Unifying Perplexing Behaviors in Modified BP Attributions through Alignment Perspective
This provides a unified theoretical framework for interpretability methods, addressing reliability concerns for researchers and practitioners in machine learning.
The paper tackled the lack of theoretical foundation and perplexing behaviors in modified backpropagation attribution methods, showing that they achieve input alignment by combining weights of activated neurons, which improves visualization quality and reduces sensitivity to weight randomization.
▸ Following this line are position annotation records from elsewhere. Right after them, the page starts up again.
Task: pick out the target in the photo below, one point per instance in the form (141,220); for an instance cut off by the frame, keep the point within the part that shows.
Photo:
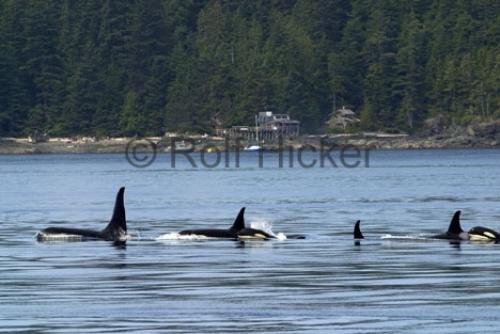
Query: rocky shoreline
(480,135)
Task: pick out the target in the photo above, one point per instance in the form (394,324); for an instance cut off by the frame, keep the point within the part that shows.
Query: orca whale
(116,230)
(480,233)
(455,231)
(237,231)
(357,231)
(230,233)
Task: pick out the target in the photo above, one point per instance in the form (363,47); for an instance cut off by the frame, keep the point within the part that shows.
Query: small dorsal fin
(239,222)
(118,220)
(455,227)
(357,231)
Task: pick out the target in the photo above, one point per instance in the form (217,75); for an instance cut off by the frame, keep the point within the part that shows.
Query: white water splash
(405,237)
(177,236)
(268,228)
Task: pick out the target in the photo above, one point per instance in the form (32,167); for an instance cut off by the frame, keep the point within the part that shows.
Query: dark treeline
(109,67)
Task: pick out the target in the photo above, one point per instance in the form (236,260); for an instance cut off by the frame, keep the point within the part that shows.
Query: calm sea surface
(322,284)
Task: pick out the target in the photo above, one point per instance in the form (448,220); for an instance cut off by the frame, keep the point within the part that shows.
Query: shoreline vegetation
(480,135)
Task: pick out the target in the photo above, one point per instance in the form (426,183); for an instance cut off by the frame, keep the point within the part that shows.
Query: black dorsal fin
(357,231)
(239,222)
(118,220)
(455,227)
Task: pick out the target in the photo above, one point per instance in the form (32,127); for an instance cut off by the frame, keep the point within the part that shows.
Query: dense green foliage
(109,67)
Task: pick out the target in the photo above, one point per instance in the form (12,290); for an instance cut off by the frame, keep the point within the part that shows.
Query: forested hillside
(109,67)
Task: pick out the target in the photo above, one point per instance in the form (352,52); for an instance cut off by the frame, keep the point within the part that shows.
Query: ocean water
(395,281)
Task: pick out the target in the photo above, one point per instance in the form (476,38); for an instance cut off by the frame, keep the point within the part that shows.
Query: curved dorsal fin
(455,227)
(239,222)
(357,231)
(118,220)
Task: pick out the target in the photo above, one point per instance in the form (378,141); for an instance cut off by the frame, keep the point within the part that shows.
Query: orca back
(239,222)
(117,227)
(357,231)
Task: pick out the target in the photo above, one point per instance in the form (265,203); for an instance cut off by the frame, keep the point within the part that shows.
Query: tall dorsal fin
(455,227)
(357,231)
(118,220)
(239,222)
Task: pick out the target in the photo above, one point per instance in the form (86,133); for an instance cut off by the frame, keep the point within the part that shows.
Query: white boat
(252,148)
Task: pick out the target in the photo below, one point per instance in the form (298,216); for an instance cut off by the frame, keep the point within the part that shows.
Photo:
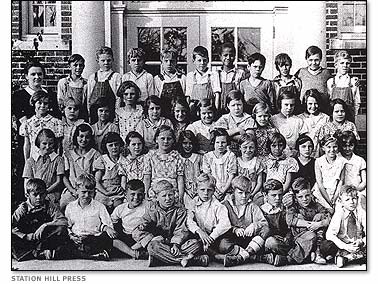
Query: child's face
(342,65)
(220,145)
(35,77)
(85,195)
(113,148)
(154,112)
(46,145)
(313,62)
(274,197)
(169,64)
(287,106)
(136,64)
(347,148)
(135,146)
(130,96)
(205,191)
(105,62)
(236,107)
(42,106)
(262,118)
(36,198)
(312,105)
(276,148)
(304,197)
(247,149)
(83,139)
(306,149)
(180,113)
(166,198)
(207,115)
(165,141)
(284,69)
(241,195)
(338,113)
(228,57)
(77,68)
(349,200)
(135,197)
(331,149)
(256,68)
(187,146)
(103,114)
(201,63)
(71,111)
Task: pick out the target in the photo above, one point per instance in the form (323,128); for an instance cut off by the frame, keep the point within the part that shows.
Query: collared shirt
(90,220)
(168,79)
(337,229)
(46,168)
(78,164)
(168,223)
(28,218)
(196,77)
(31,127)
(228,121)
(144,81)
(210,216)
(130,217)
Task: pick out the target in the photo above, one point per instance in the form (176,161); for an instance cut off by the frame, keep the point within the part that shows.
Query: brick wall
(55,61)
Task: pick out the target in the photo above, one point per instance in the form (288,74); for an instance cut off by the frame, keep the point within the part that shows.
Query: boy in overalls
(103,84)
(171,83)
(202,83)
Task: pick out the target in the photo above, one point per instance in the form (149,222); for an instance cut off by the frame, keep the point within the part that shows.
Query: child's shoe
(340,261)
(233,260)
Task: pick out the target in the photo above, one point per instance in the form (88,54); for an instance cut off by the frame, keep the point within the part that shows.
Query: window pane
(347,19)
(176,38)
(38,16)
(248,42)
(360,15)
(149,41)
(218,37)
(50,16)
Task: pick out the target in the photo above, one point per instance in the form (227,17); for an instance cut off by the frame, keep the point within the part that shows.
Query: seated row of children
(232,232)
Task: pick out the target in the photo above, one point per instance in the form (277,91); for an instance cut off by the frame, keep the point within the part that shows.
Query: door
(154,33)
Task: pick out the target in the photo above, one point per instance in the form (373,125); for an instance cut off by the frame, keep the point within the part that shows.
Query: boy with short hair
(307,220)
(39,229)
(208,218)
(164,233)
(249,226)
(202,83)
(346,234)
(90,227)
(130,214)
(171,83)
(229,75)
(144,80)
(278,244)
(104,83)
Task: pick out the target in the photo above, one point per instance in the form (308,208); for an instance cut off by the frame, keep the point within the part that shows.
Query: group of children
(221,166)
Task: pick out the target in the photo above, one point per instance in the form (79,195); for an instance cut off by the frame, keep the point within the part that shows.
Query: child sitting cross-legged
(208,218)
(249,226)
(130,215)
(346,234)
(90,227)
(39,229)
(164,233)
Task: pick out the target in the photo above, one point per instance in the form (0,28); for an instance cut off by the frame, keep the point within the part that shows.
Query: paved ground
(119,264)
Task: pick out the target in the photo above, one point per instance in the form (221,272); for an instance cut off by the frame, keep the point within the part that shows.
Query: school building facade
(52,30)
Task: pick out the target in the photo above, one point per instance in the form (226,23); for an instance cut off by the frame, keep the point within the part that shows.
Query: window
(154,40)
(246,42)
(352,17)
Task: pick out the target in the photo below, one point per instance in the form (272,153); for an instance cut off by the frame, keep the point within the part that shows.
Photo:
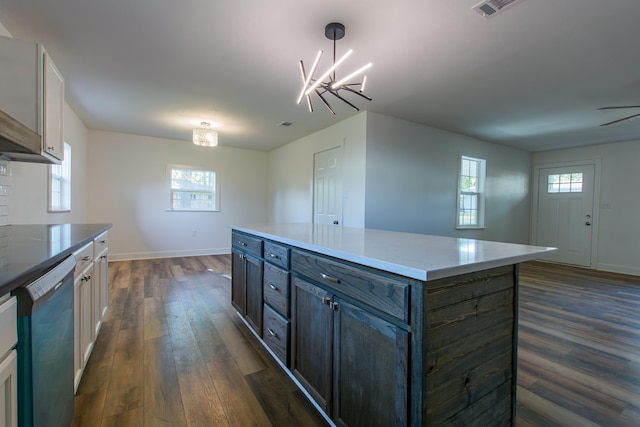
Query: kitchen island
(385,328)
(27,251)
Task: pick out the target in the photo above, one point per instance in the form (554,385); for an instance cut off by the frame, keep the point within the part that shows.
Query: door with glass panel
(565,212)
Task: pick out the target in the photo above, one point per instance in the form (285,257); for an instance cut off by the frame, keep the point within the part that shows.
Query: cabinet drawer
(8,325)
(276,288)
(362,284)
(83,257)
(276,254)
(275,333)
(249,244)
(100,243)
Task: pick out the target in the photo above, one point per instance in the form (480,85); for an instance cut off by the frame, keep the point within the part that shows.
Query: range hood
(18,142)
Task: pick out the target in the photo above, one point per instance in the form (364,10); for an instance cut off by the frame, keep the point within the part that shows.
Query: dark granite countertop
(27,251)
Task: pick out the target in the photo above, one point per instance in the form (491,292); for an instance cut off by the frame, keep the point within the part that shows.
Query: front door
(327,187)
(565,212)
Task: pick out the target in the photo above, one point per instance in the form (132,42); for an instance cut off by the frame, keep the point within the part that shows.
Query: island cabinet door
(370,384)
(312,321)
(253,270)
(238,281)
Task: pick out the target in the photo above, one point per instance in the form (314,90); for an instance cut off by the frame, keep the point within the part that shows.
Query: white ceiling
(531,76)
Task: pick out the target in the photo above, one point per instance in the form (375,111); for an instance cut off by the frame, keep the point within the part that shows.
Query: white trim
(622,269)
(595,216)
(216,192)
(481,193)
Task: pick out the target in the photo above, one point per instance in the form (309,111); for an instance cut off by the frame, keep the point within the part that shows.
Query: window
(60,183)
(470,210)
(565,183)
(192,189)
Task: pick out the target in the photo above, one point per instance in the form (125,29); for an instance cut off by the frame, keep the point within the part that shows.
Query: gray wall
(411,181)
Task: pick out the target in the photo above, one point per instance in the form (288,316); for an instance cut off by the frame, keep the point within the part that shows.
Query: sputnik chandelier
(327,82)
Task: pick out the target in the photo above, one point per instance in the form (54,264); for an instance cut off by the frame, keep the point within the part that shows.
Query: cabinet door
(53,139)
(312,321)
(254,301)
(9,390)
(370,369)
(77,345)
(238,281)
(86,314)
(102,276)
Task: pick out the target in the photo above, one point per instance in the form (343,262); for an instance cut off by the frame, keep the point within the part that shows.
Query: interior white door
(327,187)
(565,212)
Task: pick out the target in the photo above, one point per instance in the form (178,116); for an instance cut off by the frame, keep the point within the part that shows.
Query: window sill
(192,210)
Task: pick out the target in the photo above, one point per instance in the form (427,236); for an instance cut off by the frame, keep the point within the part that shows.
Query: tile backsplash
(5,191)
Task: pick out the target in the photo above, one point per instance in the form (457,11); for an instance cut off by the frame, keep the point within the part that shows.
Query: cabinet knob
(330,278)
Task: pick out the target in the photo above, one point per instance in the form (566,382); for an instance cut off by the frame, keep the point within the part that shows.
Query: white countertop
(419,256)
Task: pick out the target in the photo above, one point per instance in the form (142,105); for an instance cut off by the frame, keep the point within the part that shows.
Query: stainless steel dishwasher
(45,348)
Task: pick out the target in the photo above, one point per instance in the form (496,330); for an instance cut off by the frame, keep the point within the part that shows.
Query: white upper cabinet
(32,92)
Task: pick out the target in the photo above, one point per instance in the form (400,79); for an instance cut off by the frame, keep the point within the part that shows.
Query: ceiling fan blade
(620,120)
(615,108)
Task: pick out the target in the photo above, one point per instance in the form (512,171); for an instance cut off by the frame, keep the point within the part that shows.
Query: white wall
(28,203)
(412,181)
(618,230)
(291,173)
(128,187)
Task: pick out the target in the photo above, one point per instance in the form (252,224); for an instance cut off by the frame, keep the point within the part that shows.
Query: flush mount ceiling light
(205,136)
(327,82)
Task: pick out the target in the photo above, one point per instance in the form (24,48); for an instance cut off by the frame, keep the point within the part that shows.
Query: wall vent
(491,7)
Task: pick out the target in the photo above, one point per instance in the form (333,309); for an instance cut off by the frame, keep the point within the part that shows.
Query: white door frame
(595,217)
(313,182)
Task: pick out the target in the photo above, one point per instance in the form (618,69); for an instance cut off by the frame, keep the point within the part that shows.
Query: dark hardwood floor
(579,347)
(173,352)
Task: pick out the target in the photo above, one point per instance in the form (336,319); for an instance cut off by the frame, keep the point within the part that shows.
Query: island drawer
(362,284)
(249,244)
(276,254)
(276,288)
(275,333)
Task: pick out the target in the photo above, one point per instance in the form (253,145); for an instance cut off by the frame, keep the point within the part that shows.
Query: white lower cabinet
(83,328)
(90,299)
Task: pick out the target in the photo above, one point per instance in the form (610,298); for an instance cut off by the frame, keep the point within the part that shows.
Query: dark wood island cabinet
(383,328)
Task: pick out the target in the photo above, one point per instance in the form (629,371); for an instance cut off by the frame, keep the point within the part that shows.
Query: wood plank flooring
(579,347)
(172,352)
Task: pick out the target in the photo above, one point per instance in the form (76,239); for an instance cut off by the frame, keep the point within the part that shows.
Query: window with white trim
(60,183)
(470,211)
(192,189)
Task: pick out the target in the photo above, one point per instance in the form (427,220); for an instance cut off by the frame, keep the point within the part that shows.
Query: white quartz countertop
(419,256)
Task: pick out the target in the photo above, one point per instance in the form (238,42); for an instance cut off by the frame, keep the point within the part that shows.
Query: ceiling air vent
(491,7)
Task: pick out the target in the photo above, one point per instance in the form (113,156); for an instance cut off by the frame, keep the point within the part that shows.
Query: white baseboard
(623,269)
(131,256)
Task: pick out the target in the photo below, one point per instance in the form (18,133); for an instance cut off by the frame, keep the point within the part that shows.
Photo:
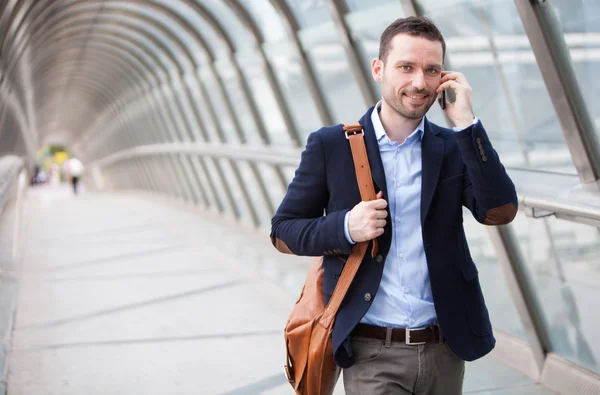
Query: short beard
(403,111)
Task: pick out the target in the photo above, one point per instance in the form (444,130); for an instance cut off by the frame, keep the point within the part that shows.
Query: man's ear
(377,69)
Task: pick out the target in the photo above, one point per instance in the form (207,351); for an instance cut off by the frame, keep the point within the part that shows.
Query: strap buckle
(353,133)
(408,340)
(289,376)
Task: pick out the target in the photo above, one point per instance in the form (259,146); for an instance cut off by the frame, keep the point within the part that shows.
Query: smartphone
(443,100)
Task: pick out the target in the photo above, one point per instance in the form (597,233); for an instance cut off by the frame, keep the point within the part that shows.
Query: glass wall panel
(238,99)
(309,12)
(367,21)
(498,300)
(266,18)
(288,71)
(236,190)
(256,196)
(209,36)
(509,94)
(580,23)
(563,259)
(337,82)
(253,72)
(229,22)
(207,124)
(218,103)
(272,183)
(219,185)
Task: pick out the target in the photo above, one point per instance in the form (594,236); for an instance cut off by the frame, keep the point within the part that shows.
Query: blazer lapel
(373,152)
(432,148)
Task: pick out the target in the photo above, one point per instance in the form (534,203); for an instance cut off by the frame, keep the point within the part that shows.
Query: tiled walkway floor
(123,294)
Attributions aim to identify input pixels that are relevant to the decision-making process. A popular approach involves using modified backpropagation (BP) rules to reverse decisions, which improves interpretability compared to the original gradients. However, these methods lack a solid theoretical foundation and exhibit perplexing behaviors, such as reduced sensitivity to parameter randomization, raising concerns about their reliability and highlighting the need for theoretical justification. In this work, we present a unified theoretical framework for methods like GBP, RectGrad, LRP, and DTD, demonstrating that they achieve input alignment by combining the weights of activated neurons. This alignment improves the visualization quality and reduces sensitivity to weight randomization. Our contributions include: (1) Providing a unified explanation for multiple behaviors, rather than focusing on just one. (2) Accurately predicting novel behaviors. (3) Offering insights into decision-making processes, including layer-wise information changes and the relationship between attributions and model decisions.